A la date du licenciement, M. [G] percevait une rémunération moyenne de 2 163,57 euros en brut , avait plus de 56 ans et justifiait d'une ancienneté de 35 ans au sein de l'entreprise. M. [G] fait valoir qu'il a souffert de son éviction brutale sans que son employeur ne lui transmette le nom des personnes le mettant en cause pour lui permettre de se défendre, et ne lui propose pas de changement de service pour éviter les difficultés avec les patients l'ayant accusé à tort; qu'il justifie avoir bénéficié d'un suivi spécialisé pour un état dépressif de janvier 2019 à juin 2021. Il ne produit aucune inscription auprès de Pôle Emploi mais fournit des avis d'imposition au titre des années 2019 et 2020, faisant apparaître un revenu de 1 200 euros en net. Placé en invalidité avec octroi d'une pension d'invalidité de 1153 euros par mois depuis le 1er février 2021, il ne produit pas son avis d'imposition depuis cette date.

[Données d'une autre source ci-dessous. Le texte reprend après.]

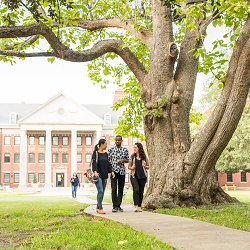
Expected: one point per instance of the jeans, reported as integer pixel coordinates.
(100, 186)
(138, 189)
(120, 180)
(74, 188)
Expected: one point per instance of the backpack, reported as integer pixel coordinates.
(89, 172)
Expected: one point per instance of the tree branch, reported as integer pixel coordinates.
(19, 54)
(20, 46)
(145, 36)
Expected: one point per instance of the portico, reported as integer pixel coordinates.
(62, 122)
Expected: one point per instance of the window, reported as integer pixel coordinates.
(229, 177)
(41, 140)
(65, 158)
(88, 141)
(7, 158)
(41, 158)
(111, 141)
(79, 177)
(127, 177)
(79, 141)
(7, 140)
(107, 119)
(79, 158)
(31, 177)
(32, 140)
(6, 178)
(16, 158)
(16, 177)
(13, 118)
(65, 140)
(31, 158)
(55, 140)
(88, 158)
(17, 140)
(55, 158)
(135, 140)
(41, 177)
(125, 141)
(243, 176)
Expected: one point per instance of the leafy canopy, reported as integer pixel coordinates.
(108, 68)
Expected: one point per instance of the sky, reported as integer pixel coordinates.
(35, 80)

Compte tenu des circonstances de la rupture, de l'âge, de l'ancienneté du salarié, la cour dispose des éléments permettant de limiter le montant des dommages-intérêts alloués à M.[G] pour licenciement sans cause réelle et sérieuse à la somme de 21 000 euros net, par voie d'infirmation du jugement sur le quantum. La demande de M.[G] tendant à voir fixer l'indemnité en valeur brute n'est pas justifiée, s'agissant de dommages-intérêts et non pas d'une créance salariale.
M.[G] dont le licenciement est déclaré sans cause réelle et sérieuse, est par ailleurs fondé à obtenir , par voie de confirmation du jugement :
- la somme de 1 312,63 euros brut au titre du rappel de salaire outre 131, 26 euros pour les congés payés afférents,
- la somme de 4 301,98 euros brut au titre de l'indemnité compensatrice de préavis, outre 430,19 euros pour les congés payés afférents,
- la somme de 23 810,26 euros au titre de l'indemnité de licenciement.
Sur les autres demandes et les dépens
Les conditions d'application de l'article L 1235-4 du code du travail étant réunies, il convient de confirmer les dispositions du jugement de ce chef.
Il apparaît inéquitable de laisser à la charge de M.[G] les frais non compris dans les dépens en appel. L'employeur sera condamné à lui payer la somme de 1 500 euros au titre des frais irrépétibles d'appel, le jugement déféré étant confirmé en ses dispositions relatives de l'article 700 du code de procédure civile.
L'employeur qui sera débouté de sa demande d'indemnité de procédure sera condamné aux entiers dépens d'appel.
PAR CES MOTIFS
La cour,
- Confirme les dispositions du jugement entrepris sauf en ce qui concerne le montant des dommages-intérêts alloués au salarié pour licenciement sans cause réelle et sérieuse.
Statuant de nouveau du chef infirmé et y ajoutant :
- Condamne l'association Hospitalière de Bretagne à payer à M. [G] les sommes suivantes :
- 21 000 euros net à titre de dommages-intérêts pour licenciement sans cause réelle et sérieuse,
- 1 500 euros en cause d'appel sur le fondement de l'article 700 du code de procédure civile .
- Rejette la demande de l'association AHB sur le fondement de l'article 700 du code de procédure civile.
- Condamne l'association Hospitalière de Bretagne aux dépens de l'appel.